Yahoo adds seal to stop phishing sites

Last Updated: Wednesday, August 23, 2006 | 11:45 AM ET
CBC News

Yahoo is testing a new security feature that allows users to create a
coloured seal to distinguish a genuine Yahoo login page from an
impostor.
The "sign-in seal" is designed to protect users from phishing websites,
fraudulent websites that attempt to trick people into giving up their
login and password information.
To create the seal, a Yahoo user must either upload an image or choose
a colour and a phrase of up to three words. The seal then appears on
any Yahoo login page displayed on that computer, but won't appear on a
phishing page masquerading as Yahoo.
Because the seal is linked to a particular computer, it's not meant to
be used on public systems, such as those in libraries and internet
cafes.
Other websites, such as the Bank of America, have adopted sign-in seals
that are displayed after a user signs in.
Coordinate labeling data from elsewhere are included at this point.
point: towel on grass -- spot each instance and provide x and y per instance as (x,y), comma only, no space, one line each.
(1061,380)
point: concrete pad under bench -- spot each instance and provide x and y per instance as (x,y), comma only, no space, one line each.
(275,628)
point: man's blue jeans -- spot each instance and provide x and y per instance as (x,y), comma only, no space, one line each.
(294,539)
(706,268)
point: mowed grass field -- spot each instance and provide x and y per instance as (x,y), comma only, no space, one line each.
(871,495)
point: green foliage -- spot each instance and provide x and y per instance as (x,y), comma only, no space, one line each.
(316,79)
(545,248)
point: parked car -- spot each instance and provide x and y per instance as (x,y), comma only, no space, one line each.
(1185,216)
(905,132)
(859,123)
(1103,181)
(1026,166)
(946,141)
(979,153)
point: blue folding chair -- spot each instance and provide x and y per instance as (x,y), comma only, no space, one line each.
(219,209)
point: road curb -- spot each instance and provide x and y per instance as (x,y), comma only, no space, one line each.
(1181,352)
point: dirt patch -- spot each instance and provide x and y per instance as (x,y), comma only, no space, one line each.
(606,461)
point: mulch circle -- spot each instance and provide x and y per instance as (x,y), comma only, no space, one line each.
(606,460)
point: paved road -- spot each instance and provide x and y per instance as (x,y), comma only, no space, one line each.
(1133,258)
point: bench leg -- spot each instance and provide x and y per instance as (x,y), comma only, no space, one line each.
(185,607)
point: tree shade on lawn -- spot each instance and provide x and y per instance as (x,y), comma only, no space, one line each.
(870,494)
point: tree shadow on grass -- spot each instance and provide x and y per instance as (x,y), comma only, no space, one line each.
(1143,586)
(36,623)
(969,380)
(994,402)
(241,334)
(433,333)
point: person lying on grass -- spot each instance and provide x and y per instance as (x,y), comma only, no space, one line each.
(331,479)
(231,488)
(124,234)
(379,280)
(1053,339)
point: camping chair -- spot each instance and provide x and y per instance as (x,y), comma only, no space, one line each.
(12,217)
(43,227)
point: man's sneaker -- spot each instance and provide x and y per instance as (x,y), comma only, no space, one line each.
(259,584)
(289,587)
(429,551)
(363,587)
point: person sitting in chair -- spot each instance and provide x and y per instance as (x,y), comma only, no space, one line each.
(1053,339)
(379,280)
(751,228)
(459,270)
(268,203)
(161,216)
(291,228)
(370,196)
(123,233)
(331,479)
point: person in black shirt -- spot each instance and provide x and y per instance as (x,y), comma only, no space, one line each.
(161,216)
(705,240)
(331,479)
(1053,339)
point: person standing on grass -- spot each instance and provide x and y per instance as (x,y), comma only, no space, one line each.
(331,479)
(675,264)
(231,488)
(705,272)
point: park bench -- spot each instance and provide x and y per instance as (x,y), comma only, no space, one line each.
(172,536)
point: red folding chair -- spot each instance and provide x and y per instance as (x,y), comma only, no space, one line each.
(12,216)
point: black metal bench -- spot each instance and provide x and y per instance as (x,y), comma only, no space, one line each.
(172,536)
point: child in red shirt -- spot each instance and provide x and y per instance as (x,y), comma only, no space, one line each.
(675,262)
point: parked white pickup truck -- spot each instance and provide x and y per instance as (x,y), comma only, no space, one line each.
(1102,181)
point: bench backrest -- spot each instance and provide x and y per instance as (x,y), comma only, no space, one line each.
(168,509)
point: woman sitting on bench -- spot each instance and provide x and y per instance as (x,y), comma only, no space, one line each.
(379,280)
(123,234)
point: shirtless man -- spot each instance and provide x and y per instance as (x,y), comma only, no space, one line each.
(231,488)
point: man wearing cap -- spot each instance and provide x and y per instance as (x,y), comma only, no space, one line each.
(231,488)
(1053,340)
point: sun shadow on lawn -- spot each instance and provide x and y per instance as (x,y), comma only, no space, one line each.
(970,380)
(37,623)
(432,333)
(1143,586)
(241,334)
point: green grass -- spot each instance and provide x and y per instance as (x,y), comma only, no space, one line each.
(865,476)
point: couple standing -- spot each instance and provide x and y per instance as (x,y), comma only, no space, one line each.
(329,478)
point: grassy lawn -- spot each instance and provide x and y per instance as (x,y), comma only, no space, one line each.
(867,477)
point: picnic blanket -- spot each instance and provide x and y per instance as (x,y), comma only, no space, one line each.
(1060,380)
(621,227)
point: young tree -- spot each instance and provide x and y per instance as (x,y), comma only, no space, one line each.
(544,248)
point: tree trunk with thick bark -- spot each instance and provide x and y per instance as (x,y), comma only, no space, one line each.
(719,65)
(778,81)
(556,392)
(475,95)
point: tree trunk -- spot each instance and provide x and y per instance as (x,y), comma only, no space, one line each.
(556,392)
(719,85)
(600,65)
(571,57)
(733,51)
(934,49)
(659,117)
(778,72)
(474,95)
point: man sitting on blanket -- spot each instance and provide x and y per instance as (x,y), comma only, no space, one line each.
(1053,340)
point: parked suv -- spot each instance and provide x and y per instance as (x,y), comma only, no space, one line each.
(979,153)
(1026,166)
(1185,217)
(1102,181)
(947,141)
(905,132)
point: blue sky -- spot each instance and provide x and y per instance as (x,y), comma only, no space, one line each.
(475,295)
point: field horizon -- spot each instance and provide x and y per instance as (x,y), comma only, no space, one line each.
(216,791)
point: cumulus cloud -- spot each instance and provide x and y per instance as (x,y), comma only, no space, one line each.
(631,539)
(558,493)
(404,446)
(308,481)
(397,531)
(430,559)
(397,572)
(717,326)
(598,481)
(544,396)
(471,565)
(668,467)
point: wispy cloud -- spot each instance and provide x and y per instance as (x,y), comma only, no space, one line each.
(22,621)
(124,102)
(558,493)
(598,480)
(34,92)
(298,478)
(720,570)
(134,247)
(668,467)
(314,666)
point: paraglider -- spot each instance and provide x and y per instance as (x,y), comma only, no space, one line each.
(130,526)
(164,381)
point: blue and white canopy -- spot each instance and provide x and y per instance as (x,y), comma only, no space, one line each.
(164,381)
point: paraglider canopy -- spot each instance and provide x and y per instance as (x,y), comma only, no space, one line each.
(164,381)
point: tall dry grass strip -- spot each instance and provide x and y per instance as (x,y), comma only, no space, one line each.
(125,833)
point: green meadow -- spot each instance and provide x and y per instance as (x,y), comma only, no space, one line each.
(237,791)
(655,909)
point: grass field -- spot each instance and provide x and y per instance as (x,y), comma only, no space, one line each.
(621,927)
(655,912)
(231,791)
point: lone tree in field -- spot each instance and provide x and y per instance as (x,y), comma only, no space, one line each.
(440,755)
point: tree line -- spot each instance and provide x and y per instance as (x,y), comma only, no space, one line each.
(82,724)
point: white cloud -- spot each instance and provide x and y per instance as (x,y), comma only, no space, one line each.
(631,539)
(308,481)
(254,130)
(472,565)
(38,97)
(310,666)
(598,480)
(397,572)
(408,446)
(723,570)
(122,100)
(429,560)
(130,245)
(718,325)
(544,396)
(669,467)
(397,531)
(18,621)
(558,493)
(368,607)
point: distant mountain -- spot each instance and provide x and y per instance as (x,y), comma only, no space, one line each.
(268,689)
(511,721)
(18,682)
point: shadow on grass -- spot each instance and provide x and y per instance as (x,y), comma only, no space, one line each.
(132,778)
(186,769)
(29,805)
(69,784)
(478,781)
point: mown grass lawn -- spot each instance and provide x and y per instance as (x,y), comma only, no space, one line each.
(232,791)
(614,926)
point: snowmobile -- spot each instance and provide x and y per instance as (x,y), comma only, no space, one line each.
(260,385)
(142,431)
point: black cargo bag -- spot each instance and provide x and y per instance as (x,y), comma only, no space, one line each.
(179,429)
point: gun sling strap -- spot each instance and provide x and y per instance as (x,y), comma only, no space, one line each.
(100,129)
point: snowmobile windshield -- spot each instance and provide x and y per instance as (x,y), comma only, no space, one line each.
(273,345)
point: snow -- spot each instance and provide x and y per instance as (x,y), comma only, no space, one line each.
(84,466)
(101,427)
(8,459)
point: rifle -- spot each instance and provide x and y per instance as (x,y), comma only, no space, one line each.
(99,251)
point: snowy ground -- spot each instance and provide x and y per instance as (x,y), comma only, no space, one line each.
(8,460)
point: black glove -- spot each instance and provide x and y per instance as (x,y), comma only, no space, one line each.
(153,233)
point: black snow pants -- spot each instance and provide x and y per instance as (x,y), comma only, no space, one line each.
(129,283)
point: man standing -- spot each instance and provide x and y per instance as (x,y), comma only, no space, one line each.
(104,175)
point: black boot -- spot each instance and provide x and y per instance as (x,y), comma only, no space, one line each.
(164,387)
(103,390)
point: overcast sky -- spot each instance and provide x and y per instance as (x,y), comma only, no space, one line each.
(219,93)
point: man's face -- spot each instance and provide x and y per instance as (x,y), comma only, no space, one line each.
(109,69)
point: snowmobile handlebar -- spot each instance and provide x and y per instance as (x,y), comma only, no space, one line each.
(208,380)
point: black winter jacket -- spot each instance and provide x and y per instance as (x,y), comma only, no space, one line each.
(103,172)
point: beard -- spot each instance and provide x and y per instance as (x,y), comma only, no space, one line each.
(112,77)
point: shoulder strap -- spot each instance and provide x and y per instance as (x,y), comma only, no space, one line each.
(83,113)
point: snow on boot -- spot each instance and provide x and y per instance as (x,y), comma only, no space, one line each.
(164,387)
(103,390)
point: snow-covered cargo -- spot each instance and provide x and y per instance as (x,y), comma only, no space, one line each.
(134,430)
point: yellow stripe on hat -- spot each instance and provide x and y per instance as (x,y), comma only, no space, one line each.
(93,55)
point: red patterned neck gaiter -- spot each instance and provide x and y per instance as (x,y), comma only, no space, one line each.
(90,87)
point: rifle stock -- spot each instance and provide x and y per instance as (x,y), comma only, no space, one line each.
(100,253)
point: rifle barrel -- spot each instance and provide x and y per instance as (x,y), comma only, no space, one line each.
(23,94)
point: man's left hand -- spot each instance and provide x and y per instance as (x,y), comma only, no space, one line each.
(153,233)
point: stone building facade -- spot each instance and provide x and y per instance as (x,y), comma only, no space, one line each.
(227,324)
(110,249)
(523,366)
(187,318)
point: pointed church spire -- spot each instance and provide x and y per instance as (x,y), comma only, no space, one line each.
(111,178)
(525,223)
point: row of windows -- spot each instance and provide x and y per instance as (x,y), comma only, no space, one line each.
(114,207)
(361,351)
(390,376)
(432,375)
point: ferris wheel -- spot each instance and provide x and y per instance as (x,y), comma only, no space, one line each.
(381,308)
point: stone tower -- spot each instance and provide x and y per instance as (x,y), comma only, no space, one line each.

Yahoo said it would link the
seal to the computer instead, so that a genuine Yahoo page could
identified without entering any personal information first.
The sign-in seal is based on cookies, small text files that a website
places on an individual computer. The seal doesn't work if cookies are
disabled.
Yahoo said the security seal is being offered to a fraction of its
users at first, but will be available to all users in the coming weeks.